6. Sous réserve des cas où la loi attribue la charge de la preuve à l’une des parties, il appartient au juge administratif, au vu des pièces du dossier, et compte tenu, le cas échéant, de l’abstention d’une des parties à produire les éléments qu’elle est seule en mesure d’apporter et qui ne sauraient être réclamés qu’à elle-même, d’apprécier si l’état de santé d’un étranger nécessite une prise en charge médicale dont le défaut pourrait entraîner pour lui des conséquences d’une exceptionnelle gravité, sous réserve de l’absence d’un accès effectif à un traitement approprié dans le pays de renvoi. La partie qui justifie d’un avis du collège de médecins de l’OFII qui lui est favorable doit être regardée comme apportant des éléments de fait susceptibles de faire présumer l’existence ou l’absence d’un état de santé de nature à justifier la délivrance ou le refus d’un titre de séjour. Dans ce cas, il appartient à l’autre partie, dans le respect des règles relatives au secret médical, de produire tous éléments permettant d’apprécier l’état de santé de l’étranger et, le cas échéant, l’existence ou l’absence d’un traitement approprié dont il peut effectivement bénéficier dans le pays de renvoi. La conviction du juge, à qui il revient d’apprécier si l’état de santé d’un étranger justifie la délivrance d’un titre de séjour dans les conditions ci-dessus rappelées, se détermine au vu de ces échanges contradictoires. En cas de doute, il lui appartient de compléter ces échanges en ordonnant toute mesure d’instruction utile.
7. Pour prendre la décision en litige, le préfet de la Seine-Maritime s’est notamment fondé sur l’avis du 22 juillet 2024 du collège de médecins de l’OFII, lequel a estimé que si l’état de santé de M. A… nécessitait une prise en charge médicale dont le défaut pouvait entraîner pour lui des conséquences d’une exceptionnelle gravité, il pouvait, eu égard à l’offre de soins et aux caractéristiques du système de santé dans le pays dont il est originaire, y bénéficier effectivement d’un traitement approprié et que son état de santé pouvait lui permettre de voyager sans risque vers ce pays.
8. Il ressort des pièces du dossier que M. A… est atteint d’un diabète de type 2. S’il fait valoir que son suivi médical ne peut être poursuivi au Mali, compte-tenu notamment de la disponibilité irrégulière et du coût des traitements qui lui sont administrés, ainsi que du manque de professionnels spécialisés et de structures médicales, il ne l’établit pas en se bornant à produire des documents généraux sur la prise en charge du diabète dans son pays d’origine. En outre, il n’est pas démontré que l’arthrose dont souffre le requérant au niveau des jambes ferait obstacle, comme il le soutient, à ce qu’il se rende à Bamako pour bénéficier du traitement approprié à sa pathologie. Par suite, le moyen tiré de la méconnaissance des dispositions précitées de l’article L. 425-9 du code de l’entrée et du séjour des étrangers et du droit d’asile doit être écarté.

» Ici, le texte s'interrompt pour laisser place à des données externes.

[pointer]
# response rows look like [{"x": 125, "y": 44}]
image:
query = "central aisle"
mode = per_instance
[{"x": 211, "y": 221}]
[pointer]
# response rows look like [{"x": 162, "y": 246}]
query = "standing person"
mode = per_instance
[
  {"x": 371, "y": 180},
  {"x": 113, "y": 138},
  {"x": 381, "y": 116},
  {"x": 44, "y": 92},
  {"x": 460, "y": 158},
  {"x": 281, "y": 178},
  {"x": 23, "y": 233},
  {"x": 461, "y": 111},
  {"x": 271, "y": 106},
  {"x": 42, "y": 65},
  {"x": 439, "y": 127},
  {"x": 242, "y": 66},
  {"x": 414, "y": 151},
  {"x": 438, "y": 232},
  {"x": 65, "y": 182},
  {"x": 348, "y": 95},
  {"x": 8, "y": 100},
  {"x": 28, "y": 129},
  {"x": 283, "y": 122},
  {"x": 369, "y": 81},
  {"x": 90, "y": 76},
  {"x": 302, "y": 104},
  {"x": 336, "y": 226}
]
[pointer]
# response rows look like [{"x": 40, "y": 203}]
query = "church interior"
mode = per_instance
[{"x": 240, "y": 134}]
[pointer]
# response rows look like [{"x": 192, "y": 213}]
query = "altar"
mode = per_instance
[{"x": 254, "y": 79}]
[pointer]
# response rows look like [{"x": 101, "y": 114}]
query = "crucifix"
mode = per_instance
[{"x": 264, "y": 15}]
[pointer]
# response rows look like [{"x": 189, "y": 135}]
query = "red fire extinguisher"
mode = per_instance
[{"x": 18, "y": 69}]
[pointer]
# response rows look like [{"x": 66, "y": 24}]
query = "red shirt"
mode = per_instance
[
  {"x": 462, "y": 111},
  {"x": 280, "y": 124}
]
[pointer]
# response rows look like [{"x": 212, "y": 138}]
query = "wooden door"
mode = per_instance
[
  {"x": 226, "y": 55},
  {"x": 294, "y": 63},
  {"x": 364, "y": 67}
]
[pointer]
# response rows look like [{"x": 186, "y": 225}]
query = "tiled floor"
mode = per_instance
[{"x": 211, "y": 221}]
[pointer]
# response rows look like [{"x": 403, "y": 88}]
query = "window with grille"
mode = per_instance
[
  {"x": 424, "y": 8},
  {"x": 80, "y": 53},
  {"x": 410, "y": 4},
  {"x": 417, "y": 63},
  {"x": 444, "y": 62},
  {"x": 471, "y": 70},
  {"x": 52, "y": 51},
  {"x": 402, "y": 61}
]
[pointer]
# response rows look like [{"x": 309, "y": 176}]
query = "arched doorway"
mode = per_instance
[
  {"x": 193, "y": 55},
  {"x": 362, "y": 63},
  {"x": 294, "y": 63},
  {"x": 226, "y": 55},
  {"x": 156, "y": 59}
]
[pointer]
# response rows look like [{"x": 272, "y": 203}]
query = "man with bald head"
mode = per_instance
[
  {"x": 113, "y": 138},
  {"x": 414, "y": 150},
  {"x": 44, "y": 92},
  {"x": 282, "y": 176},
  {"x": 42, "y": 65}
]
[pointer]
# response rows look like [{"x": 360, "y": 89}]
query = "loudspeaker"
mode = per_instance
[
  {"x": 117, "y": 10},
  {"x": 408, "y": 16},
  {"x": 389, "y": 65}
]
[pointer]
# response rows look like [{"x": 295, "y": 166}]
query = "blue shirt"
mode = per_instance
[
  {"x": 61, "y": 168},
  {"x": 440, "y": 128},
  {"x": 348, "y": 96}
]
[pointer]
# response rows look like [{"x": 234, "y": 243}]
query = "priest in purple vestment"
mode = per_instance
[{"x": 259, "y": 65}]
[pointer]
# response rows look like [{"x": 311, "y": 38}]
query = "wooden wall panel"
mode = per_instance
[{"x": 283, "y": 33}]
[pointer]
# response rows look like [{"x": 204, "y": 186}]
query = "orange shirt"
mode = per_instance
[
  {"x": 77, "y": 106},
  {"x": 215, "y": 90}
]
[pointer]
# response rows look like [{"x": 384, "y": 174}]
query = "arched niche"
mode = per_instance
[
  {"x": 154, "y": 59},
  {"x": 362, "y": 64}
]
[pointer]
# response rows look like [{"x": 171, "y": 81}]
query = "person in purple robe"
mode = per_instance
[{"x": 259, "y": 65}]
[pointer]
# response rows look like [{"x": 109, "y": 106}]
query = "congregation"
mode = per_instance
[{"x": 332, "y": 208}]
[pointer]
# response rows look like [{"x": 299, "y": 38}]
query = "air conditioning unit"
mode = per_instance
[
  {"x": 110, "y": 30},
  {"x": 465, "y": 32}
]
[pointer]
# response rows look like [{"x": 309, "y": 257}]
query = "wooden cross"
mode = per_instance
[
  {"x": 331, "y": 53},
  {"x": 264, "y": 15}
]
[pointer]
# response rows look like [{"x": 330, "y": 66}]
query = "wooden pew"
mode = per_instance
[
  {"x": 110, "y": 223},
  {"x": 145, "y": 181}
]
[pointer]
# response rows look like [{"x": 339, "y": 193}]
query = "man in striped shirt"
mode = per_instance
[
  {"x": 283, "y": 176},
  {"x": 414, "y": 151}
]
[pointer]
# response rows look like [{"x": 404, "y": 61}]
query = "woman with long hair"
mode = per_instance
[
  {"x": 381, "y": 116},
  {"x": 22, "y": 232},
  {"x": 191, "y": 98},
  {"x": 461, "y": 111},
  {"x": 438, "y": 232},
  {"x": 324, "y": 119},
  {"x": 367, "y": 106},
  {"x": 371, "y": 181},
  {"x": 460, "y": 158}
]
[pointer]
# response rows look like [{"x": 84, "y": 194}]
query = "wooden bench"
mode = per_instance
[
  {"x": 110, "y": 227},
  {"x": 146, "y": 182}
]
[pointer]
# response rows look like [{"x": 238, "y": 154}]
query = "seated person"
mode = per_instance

9. En cinquième lieu, s’il fait valoir qu’il vit en France depuis onze années, où réside régulièrement un de ses neveux, M. A… n’exerce aucune activité professionnelle et ne démontre pas, nonobstant son engagement associatif, avoir fixé le centre de ses intérêts privés sur le territoire français. En outre, le requérant n’établit pas être dépourvu d’attaches familiales dans son pays d’origine, où il a vécu la majeure partie de son existence. Dans ces conditions, il n’est pas fondé à soutenir que la décision refusant son admission au séjour a porté une atteinte disproportionnée au droit au respect de sa privée et familiale. Par suite, le moyen tiré de la méconnaissance de l’article L. 423-23 et de l’article 8 de la convention européenne de sauvegarde des droits de l’homme et des libertés fondamentales doit être écarté, ainsi que, pour les mêmes motifs, le moyen tiré de l’erreur manifeste d’appréciation.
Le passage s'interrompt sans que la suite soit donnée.